Ein Kommentar von Isabel Schayani, WDR
Wenn man allein schon das Wort hört, verdrehen mehr und mehr Menschen ihre Augen. Das Thema "Flüchtlinge" spaltet und polarisiert. Man kann damit hervorragend Politik, zum Beispiel im bayrischen Wahlkampf, und vor allem Stimmung machen.
Man kann sich über das Versagen einer ohnehin verpennten und völlig überforderten Behörde empören. Die Temperatur steigt, der Innenminister schwitzt, elf Buchstaben machen es möglich: Flüchtlinge.
Momentan höre ich als Subtext in dieser bundesdeutschen Flüchtlingsdiskussion: "Wann gehen die eigentlich endlich alle wieder?" Die CSU denkt das auch gerne laut. Die AfD ja sowieso.
Kriminelle gibt es in jeder Gesellschaft
Aber jetzt kommt die andere Seite: Je aufgeregter die Debatte, je mehr Subtext, desto weniger geht es um die Menschen.
Zwei Beispiele: Erstens müssen wir lernen, dass unter den Flüchtlingen auch Kriminelle sind. Wir wundern uns. Dabei wissen wir natürlich, dass es die in jeder Gesellschaft gibt. Aber schon rücken die beiden Begriffe dicht aneinander: Flüchtlinge und Kriminalität. Aus Einzelfällen werden Sippenprobleme und die machen Angst - vor den Flüchtlingen.
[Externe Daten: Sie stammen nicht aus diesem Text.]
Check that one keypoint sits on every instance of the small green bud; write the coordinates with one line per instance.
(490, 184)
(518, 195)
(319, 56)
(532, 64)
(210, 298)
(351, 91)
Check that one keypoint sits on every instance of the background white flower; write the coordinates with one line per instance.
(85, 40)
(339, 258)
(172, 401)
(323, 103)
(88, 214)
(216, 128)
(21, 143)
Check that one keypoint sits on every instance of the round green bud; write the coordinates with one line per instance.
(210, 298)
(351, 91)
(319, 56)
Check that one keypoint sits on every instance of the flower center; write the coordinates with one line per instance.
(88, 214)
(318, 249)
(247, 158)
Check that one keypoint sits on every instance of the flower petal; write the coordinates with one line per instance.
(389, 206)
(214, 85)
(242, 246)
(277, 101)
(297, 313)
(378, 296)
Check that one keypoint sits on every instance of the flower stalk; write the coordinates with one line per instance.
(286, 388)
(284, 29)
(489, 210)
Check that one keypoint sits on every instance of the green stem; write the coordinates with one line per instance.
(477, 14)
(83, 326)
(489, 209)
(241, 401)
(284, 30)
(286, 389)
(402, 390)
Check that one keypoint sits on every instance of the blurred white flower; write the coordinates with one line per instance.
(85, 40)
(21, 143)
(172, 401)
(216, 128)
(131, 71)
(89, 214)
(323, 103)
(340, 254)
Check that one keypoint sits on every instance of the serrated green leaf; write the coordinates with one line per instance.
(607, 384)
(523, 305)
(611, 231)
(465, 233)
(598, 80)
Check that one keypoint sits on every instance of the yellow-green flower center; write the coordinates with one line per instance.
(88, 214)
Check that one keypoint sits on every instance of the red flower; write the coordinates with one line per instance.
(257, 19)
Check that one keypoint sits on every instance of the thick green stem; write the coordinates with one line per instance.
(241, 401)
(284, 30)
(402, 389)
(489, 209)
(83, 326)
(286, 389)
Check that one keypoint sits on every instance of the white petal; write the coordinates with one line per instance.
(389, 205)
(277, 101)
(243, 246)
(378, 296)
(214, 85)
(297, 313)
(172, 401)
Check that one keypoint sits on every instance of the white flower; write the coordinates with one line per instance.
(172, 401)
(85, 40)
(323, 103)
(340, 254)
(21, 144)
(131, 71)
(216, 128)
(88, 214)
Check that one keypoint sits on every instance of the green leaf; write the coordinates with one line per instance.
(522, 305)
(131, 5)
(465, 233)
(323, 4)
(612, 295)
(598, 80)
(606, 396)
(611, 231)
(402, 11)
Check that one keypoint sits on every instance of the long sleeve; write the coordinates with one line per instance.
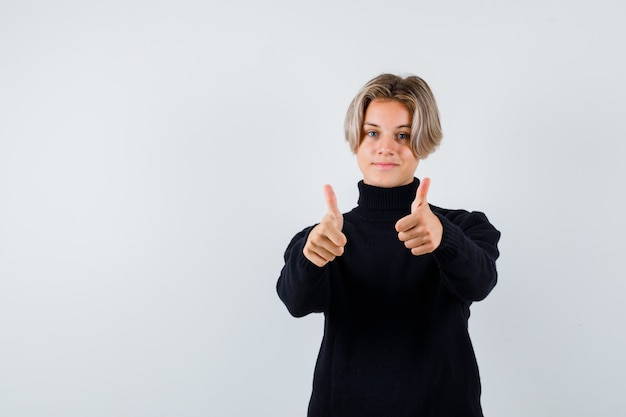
(467, 254)
(303, 286)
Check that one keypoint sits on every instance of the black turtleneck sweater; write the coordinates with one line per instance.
(396, 341)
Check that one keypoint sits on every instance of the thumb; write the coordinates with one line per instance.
(421, 196)
(331, 203)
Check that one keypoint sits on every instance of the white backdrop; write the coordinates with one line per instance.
(156, 157)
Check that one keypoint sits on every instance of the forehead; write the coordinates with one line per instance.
(387, 111)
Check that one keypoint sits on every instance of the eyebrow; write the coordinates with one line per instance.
(375, 125)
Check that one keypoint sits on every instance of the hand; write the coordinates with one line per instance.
(421, 230)
(326, 241)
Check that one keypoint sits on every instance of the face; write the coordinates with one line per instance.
(384, 155)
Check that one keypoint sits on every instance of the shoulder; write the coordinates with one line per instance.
(463, 218)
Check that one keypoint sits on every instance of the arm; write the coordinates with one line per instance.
(467, 254)
(302, 286)
(463, 244)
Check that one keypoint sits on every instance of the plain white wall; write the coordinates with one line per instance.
(156, 157)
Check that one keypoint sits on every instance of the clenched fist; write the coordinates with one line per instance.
(421, 231)
(326, 241)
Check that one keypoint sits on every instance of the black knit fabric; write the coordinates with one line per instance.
(396, 339)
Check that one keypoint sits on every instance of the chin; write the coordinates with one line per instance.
(387, 182)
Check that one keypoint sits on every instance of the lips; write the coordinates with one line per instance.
(385, 165)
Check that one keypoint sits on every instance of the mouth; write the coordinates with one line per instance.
(385, 165)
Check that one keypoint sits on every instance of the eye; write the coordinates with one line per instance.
(403, 136)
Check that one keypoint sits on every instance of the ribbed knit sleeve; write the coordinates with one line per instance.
(467, 254)
(303, 286)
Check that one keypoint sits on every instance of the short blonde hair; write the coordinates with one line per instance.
(411, 91)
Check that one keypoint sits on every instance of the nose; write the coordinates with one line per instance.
(386, 144)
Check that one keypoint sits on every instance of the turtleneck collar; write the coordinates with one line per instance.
(378, 203)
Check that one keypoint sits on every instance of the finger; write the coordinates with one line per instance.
(421, 196)
(405, 224)
(337, 238)
(331, 202)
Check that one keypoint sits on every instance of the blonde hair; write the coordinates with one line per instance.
(411, 91)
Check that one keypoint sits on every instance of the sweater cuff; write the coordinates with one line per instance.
(302, 261)
(449, 247)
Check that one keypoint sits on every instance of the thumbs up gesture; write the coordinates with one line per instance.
(326, 241)
(421, 231)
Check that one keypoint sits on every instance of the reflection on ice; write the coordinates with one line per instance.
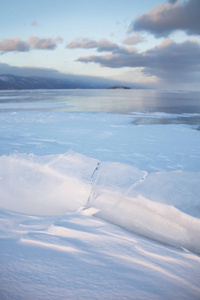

Zweites Beispiel: Gestern hat die Bundeskanzlerin, eher en passant, in ihrer papiertrockenen Gebrauchslyrik etwas Bemerkenswertes gesagt. Natürlich werde man weiterhin nach Afghanistan abschieben. Dann kam der feine Nachsatz: Und zwar ohne Einschränkungen. Ab jetzt also nicht mehr nur Straftäter, junge Männer, sondern auch Frauen, Kinder, Familien? Ich traue keiner befristeten Waffenruhe mit den Taliban. Haben wir die Menschen im Blick?
"Ich möchte kein Flüchtling mehr sein"
Wissen Sie, die, um die es geht, spüren, dass das Wort "Flüchtling" keine menschliche Temperatur mehr ausstrahlt. Sie wollen am liebsten gar nicht mehr so heißen. Wer will schon ein Problem sein. Neulich sagte ein syrischer Kollege zu mir: "Isabel, wie lange ist man eigentlich in Deutschland ein Flüchtling? Ich möchte keiner mehr sein."
Die Debatte muss sachlicher werden, sonst wird sie menschenfeindlich.